Economies in Vietnam's neighborhood are growing and distracting foreign investors’ attention from the country, a survey has found.
The survey done by the Vietnam Chamber of Commerce and Industry (VCCI) and the US Agency of International Development (USAID) of  1,609 foreign businesses found that last year 54 percent of them had considered investing in China, Laos, Cambodia, or Myanmar before choosing Vietnam, up from 32 percent in 2011 and 2012, news website VietNamNet reported.
The VCCI and USAID warned that Vietnam is no longer a priority destination unlike in the 2007-2010 period.
While China, Thailand, and Cambodia have been Vietnam’s traditional rivals, for the first time it also faces competition from Laos, the Philippines, and Myanmar.
Around 64 percent of the foreign investors value Vietnam for its low risk of 
expropriation, low taxes, and stable policies.

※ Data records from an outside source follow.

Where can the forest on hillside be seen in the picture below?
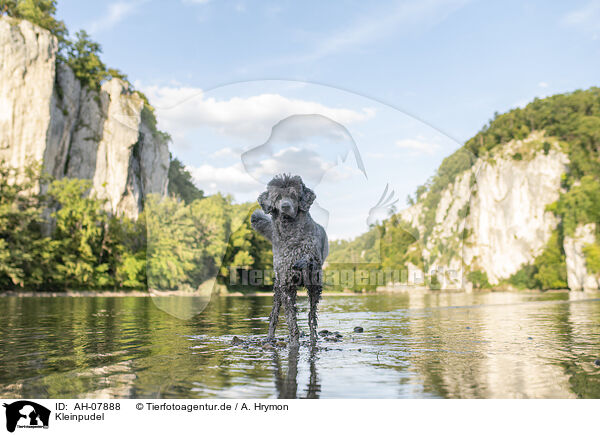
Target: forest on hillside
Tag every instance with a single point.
(62, 237)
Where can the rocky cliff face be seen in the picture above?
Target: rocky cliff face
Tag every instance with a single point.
(578, 276)
(493, 217)
(47, 116)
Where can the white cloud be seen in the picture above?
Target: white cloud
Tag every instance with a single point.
(226, 152)
(182, 109)
(115, 13)
(417, 145)
(585, 18)
(235, 179)
(406, 17)
(230, 179)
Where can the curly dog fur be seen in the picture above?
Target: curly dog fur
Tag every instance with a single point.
(299, 249)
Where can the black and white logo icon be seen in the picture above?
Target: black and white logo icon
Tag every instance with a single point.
(26, 414)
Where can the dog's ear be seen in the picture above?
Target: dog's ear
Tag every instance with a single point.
(265, 202)
(307, 198)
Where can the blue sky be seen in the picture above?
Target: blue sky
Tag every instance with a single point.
(415, 78)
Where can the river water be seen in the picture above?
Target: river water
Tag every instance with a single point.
(423, 345)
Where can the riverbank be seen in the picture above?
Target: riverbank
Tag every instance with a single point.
(137, 293)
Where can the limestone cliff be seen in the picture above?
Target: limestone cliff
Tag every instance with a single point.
(47, 116)
(493, 217)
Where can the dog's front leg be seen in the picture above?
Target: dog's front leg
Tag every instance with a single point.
(274, 317)
(262, 223)
(289, 302)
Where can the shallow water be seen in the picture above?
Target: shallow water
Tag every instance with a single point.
(455, 345)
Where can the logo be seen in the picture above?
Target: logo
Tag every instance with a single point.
(26, 414)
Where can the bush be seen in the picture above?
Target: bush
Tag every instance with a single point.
(479, 279)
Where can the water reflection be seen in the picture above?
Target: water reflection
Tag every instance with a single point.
(287, 385)
(414, 345)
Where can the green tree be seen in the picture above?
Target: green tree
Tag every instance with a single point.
(40, 12)
(181, 184)
(79, 236)
(21, 227)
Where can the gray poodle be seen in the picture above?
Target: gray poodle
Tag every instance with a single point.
(299, 249)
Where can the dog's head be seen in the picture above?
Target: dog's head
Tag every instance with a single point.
(286, 196)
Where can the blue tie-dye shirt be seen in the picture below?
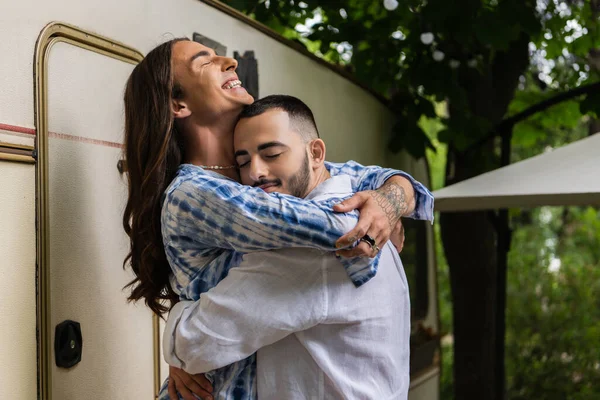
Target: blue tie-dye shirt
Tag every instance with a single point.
(210, 221)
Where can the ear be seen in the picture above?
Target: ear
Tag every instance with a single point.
(317, 152)
(180, 109)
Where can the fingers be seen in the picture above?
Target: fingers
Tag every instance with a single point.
(397, 237)
(203, 382)
(200, 386)
(361, 228)
(182, 383)
(352, 203)
(171, 390)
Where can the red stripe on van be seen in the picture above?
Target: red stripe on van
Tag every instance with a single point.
(30, 131)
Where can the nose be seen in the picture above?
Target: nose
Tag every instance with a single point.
(228, 63)
(258, 170)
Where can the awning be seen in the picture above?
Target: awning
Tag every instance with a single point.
(569, 175)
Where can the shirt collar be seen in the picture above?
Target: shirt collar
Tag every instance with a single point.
(336, 186)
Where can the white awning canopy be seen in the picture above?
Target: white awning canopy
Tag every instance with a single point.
(569, 175)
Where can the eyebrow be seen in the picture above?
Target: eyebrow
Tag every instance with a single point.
(270, 144)
(260, 148)
(202, 53)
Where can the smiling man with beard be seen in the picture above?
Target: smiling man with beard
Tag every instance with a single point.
(316, 334)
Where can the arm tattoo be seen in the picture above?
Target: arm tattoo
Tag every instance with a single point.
(392, 200)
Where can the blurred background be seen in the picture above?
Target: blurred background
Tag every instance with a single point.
(475, 85)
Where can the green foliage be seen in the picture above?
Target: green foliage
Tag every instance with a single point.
(437, 50)
(553, 319)
(484, 60)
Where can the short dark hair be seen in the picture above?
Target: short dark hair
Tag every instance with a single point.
(301, 116)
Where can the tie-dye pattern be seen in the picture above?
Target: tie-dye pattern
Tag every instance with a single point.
(209, 221)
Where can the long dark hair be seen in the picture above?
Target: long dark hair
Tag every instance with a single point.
(152, 155)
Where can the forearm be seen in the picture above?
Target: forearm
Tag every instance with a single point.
(399, 196)
(418, 198)
(231, 216)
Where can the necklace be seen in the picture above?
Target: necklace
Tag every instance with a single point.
(217, 166)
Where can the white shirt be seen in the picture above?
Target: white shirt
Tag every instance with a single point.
(317, 336)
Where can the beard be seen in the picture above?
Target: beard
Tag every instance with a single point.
(298, 184)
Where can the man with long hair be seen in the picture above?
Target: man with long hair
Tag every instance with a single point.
(181, 105)
(316, 335)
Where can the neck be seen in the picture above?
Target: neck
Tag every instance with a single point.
(210, 145)
(320, 175)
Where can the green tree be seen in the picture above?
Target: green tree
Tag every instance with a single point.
(494, 63)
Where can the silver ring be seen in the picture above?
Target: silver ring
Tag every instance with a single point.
(371, 242)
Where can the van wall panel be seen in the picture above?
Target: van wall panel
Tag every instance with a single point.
(87, 241)
(17, 283)
(85, 97)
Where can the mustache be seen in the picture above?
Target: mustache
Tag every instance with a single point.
(267, 182)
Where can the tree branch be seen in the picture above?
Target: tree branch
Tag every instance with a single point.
(505, 126)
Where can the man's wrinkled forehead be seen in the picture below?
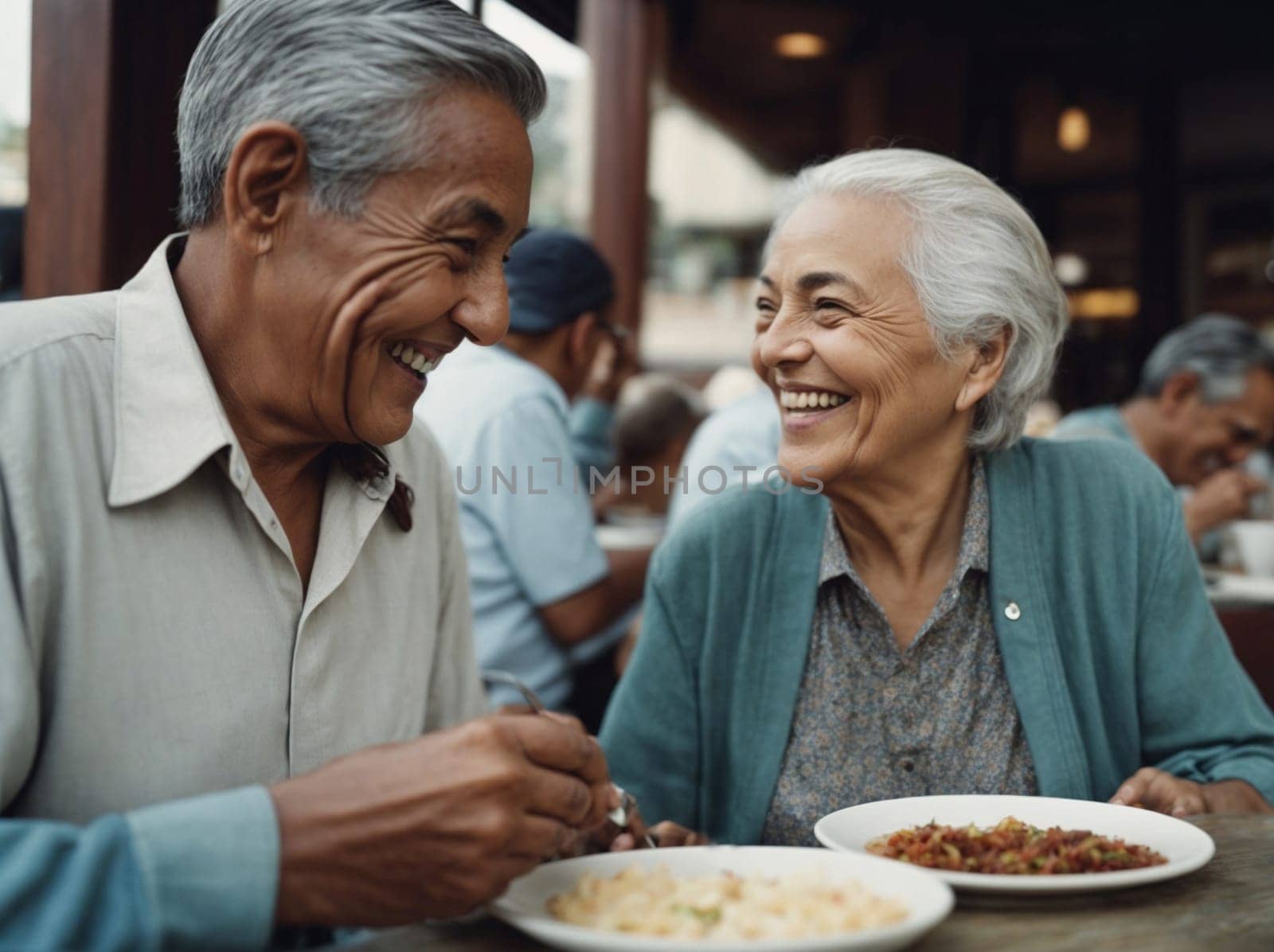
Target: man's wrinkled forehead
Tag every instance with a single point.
(475, 212)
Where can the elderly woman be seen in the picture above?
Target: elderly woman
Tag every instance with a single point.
(959, 610)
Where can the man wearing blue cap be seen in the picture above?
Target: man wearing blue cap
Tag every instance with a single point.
(543, 591)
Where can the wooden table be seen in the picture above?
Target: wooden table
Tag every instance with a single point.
(1229, 905)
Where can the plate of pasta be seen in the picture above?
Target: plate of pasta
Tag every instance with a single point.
(1021, 844)
(745, 899)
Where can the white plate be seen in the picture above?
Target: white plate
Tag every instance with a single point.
(928, 900)
(1186, 847)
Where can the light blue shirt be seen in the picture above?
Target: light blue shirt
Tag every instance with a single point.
(195, 873)
(524, 509)
(738, 442)
(1095, 423)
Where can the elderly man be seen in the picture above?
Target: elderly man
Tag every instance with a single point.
(1204, 404)
(225, 559)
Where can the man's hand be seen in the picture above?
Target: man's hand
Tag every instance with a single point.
(613, 365)
(1166, 793)
(1222, 497)
(435, 826)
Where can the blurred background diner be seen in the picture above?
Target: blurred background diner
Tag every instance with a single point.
(1142, 146)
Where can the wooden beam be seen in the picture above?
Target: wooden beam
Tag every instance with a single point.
(104, 165)
(619, 37)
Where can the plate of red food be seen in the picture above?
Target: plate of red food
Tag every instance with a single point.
(1022, 844)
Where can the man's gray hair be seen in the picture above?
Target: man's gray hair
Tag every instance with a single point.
(1218, 348)
(350, 76)
(976, 261)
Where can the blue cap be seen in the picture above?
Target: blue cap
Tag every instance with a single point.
(554, 276)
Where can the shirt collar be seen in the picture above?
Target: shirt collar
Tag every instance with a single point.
(169, 420)
(974, 545)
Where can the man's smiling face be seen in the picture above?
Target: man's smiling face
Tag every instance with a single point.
(376, 302)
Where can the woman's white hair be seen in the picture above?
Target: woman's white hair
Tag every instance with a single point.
(976, 261)
(350, 76)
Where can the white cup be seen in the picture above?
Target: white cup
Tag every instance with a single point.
(1255, 544)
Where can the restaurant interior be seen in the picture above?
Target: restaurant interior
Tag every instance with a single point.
(1140, 144)
(1139, 138)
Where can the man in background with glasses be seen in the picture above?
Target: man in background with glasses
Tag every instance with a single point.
(1206, 403)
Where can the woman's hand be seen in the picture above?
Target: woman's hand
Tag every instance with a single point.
(1159, 790)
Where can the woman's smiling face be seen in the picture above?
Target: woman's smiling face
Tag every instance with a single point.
(844, 342)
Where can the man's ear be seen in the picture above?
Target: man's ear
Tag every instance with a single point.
(985, 368)
(580, 340)
(265, 182)
(1180, 390)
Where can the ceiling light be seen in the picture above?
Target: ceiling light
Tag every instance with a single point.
(1070, 269)
(1073, 130)
(1105, 303)
(800, 46)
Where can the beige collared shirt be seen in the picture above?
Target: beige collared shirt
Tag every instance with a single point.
(154, 637)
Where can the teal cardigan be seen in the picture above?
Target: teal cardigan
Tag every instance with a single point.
(1114, 656)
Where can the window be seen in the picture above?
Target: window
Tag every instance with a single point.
(711, 210)
(562, 138)
(14, 99)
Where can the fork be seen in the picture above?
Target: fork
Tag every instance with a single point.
(621, 816)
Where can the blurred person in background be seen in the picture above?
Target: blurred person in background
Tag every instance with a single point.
(655, 422)
(734, 446)
(1206, 403)
(545, 592)
(237, 679)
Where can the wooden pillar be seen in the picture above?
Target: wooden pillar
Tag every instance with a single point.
(1161, 252)
(104, 178)
(618, 36)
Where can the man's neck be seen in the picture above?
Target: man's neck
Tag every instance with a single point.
(1143, 422)
(545, 353)
(216, 301)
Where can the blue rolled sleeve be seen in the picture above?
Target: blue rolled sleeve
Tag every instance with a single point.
(195, 873)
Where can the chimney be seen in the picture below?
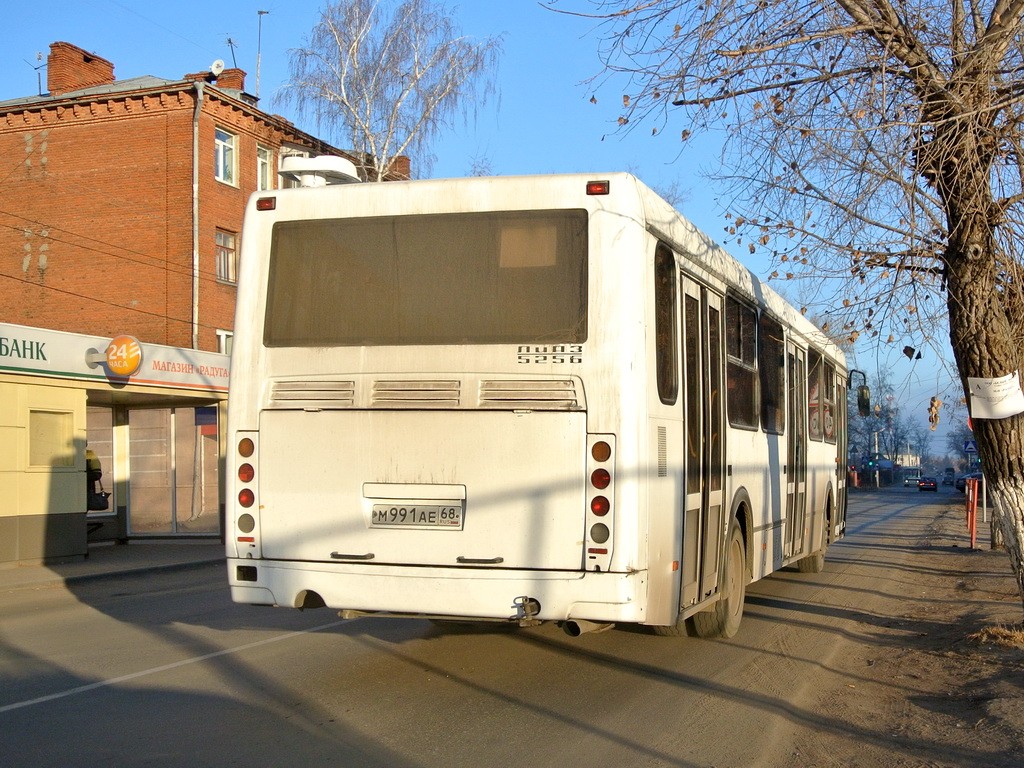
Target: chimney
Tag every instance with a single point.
(231, 78)
(70, 69)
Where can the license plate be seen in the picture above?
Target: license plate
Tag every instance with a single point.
(445, 516)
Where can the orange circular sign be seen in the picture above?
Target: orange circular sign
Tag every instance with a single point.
(124, 355)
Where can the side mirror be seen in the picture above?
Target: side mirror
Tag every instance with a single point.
(864, 400)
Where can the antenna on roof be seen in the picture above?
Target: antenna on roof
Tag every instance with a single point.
(231, 44)
(259, 43)
(37, 68)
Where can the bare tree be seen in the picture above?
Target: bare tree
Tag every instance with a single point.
(387, 78)
(873, 141)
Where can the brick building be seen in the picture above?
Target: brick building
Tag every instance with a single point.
(120, 220)
(124, 199)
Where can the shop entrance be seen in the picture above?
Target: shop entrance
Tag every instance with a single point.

They said its value-added tax of 10 percent and corporate income tax of 23 percent are on par with rates in many economies in the region, and lower than the 25 percent corporate tax in mainland China and 30 percent in the Philippines.
Thailand imposes 18 percent and Taiwan, 17 percent.
But its disadvantages are unofficial costs, red tape, tortuous regulations, and poor quality of infrastructure and public services.
They ranked Vietnam’s infrastructure on a par with that of Cambodia and Laos, and its corruption and legal complications as worse.
The VCCI said corruption is undermining businesses’ respect for the law.
In some sectors, competition from neighboring countries is already a reality.
A recent statement from the Vietnam National Administration of Tourism said Vietnam's tourism growth rate and promotion have fallen behind that of Laos and Cambodia, with no local travel agent having an office abroad.
Insiders said Vietnamese firms do not make good use of international events to market themselves, and  authorities have failed to prevent problems like vendors ripping tourists off and the like.
Cambodia has also gone ahead of Vietnam by investing to produce high-quality rice, threatening the former’s position as the world’s leading rice exporter.
Agriculture professor Vo Tong Xuan said Cambodian companies only export a few thousand tons of rice annually compared to Vietnam's hundreds of thousands of tons, but their grains are of high quality and have brand names.
Not having brands would become a big challenge for Vietnamese rice, he warned.
Cambodia, which ranked 125th with over $14 billion in the World Bank’s 2012 GDP (gross domestic product) ranking compared with Vietnam's 62nd with US$155.82 billion, recently also shocked the world by unveiling its first locally made electric car, Angkor EV 2014.
Economist Alan Phan, chairman of the Hong Kong-based private-equity fund Viasa, said the US$5,000 car is likely to cost $4,000 to make, which is close to that of large assembly lines.